Four-Grain Flapjacks Recipe | MyRecipes - PCOS-Friendly Recipe
Nutrition per Serving
0
Calories
0g
Protein
0g
Carbs
0g
Fat
Barley flour, along with whole wheat flour, oats and stone-ground cornmeal provide the four grains in these hearty breakfast pancakes. One serving will have you well on your way to meeting your recommended intake of fiber for the day.
Ingredients
- 1 cup barley flour
- 1/2 cup whole-wheat flour
- 1/2 cup regular oats
- 1/2 cup stone-ground yellow cornmeal
- 1 1/2 teaspoons baking soda
- 1 teaspoon baking powder
- Dash of salt
- 2 1/2 cups nonfat buttermilk
- 1/4 cup maple syrup
- 1/4 cup butter, melted
- 3 large egg yolks
- 3 large egg whites
- Cooking spray
Instructions
- Lightly spoon barley flour and wheat flour into dry measuring cups; level with a knife.

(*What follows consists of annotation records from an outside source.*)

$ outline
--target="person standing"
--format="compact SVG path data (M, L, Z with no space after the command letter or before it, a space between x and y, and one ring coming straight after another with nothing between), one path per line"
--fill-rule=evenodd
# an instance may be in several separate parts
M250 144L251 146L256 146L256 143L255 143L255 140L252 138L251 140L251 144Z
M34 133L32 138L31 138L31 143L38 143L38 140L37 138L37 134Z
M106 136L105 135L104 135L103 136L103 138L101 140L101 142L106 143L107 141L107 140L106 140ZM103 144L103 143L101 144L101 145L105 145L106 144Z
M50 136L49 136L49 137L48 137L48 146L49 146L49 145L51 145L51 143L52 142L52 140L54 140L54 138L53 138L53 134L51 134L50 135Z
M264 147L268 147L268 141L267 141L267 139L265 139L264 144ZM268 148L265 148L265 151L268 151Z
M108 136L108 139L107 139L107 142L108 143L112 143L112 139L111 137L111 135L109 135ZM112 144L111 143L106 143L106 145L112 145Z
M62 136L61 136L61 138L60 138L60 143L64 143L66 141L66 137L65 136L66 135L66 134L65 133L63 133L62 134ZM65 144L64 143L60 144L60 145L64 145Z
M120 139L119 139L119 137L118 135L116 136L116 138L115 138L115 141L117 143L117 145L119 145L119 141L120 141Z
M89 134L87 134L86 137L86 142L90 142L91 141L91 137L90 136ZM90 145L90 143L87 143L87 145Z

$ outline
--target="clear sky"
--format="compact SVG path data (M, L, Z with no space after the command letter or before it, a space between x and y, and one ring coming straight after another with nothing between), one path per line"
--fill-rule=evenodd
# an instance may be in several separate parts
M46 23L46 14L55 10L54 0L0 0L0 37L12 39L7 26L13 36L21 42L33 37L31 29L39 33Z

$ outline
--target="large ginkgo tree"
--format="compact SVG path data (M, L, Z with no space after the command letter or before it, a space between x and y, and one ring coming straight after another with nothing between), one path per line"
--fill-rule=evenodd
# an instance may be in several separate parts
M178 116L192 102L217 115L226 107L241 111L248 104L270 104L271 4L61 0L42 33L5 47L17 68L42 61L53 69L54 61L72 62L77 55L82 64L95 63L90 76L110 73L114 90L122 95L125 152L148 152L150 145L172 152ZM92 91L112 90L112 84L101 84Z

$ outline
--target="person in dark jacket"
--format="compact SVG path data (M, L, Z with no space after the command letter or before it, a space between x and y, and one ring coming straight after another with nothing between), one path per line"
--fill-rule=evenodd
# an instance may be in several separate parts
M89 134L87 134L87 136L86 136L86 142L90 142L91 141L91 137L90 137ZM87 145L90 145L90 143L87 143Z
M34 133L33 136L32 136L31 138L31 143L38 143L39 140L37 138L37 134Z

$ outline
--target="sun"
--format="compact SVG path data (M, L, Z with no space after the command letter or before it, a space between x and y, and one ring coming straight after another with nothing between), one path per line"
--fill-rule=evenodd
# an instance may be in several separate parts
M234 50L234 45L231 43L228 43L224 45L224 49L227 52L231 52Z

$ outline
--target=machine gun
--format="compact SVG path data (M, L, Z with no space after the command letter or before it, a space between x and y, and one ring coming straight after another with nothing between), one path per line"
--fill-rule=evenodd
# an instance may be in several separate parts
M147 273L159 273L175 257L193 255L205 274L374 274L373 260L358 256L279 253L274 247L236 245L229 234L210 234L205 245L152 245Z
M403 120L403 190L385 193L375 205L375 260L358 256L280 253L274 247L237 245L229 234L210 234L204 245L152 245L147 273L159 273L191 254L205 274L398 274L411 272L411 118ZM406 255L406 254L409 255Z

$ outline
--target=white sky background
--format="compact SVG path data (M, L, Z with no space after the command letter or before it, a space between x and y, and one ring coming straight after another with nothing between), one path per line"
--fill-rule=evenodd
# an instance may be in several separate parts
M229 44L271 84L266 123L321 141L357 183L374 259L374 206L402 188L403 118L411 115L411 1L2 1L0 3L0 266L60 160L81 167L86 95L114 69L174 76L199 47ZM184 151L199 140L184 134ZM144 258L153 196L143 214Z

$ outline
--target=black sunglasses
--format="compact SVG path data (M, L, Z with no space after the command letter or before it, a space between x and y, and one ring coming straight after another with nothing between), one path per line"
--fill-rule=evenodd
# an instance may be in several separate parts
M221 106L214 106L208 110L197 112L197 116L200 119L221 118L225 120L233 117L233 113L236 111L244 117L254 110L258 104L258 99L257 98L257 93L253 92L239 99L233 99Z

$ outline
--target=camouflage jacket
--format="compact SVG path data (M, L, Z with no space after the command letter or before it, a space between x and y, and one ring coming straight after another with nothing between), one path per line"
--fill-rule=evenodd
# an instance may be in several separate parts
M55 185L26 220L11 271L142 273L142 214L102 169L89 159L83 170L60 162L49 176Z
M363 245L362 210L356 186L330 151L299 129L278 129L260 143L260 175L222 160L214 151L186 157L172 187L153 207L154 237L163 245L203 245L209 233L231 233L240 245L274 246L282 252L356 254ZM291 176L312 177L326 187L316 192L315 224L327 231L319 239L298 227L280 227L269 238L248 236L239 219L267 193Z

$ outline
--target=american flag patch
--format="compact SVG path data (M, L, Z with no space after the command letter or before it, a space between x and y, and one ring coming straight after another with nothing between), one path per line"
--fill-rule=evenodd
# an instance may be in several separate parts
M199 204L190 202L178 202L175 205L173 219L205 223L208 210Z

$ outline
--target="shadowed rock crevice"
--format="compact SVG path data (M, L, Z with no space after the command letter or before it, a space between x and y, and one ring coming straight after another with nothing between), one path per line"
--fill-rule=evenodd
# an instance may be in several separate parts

Combine barley flour, wheat flour, and next 5 ingredients (through salt) in a large bowl; stir with a whisk.
- Combine buttermilk, maple syrup, butter, and egg yolks in a bowl; stir with a whisk. Add buttermilk mixture to flour mixture, stirring until combined.
- Beat egg whites with an electric mixer at high speed until stiff peaks form (do not overbeat). Fold egg whites into batter. Spoon about 1/3 cup batter onto a hot nonstick griddle or nonstick skillet coated with cooking spray. Turn flapjacks when tops are covered with bubbles and edges are cooked.
PCOS-Friendly Foods in This Recipe
This recipe contains the following foods that may benefit PCOS management: Barley.
Barley is about the best grain a woman with PCOS can eat. It is low in calories and has the lowest GI of all grains. Low-GI grains such as barley take much longer to digest and create a slow, steady rise in blood glucose and insulin levels. As mentioned before on Fertility Chef, low-GI foods reduce cravings. If possible, try and find hulled barley as it is the most nutrient dense of all types of barley.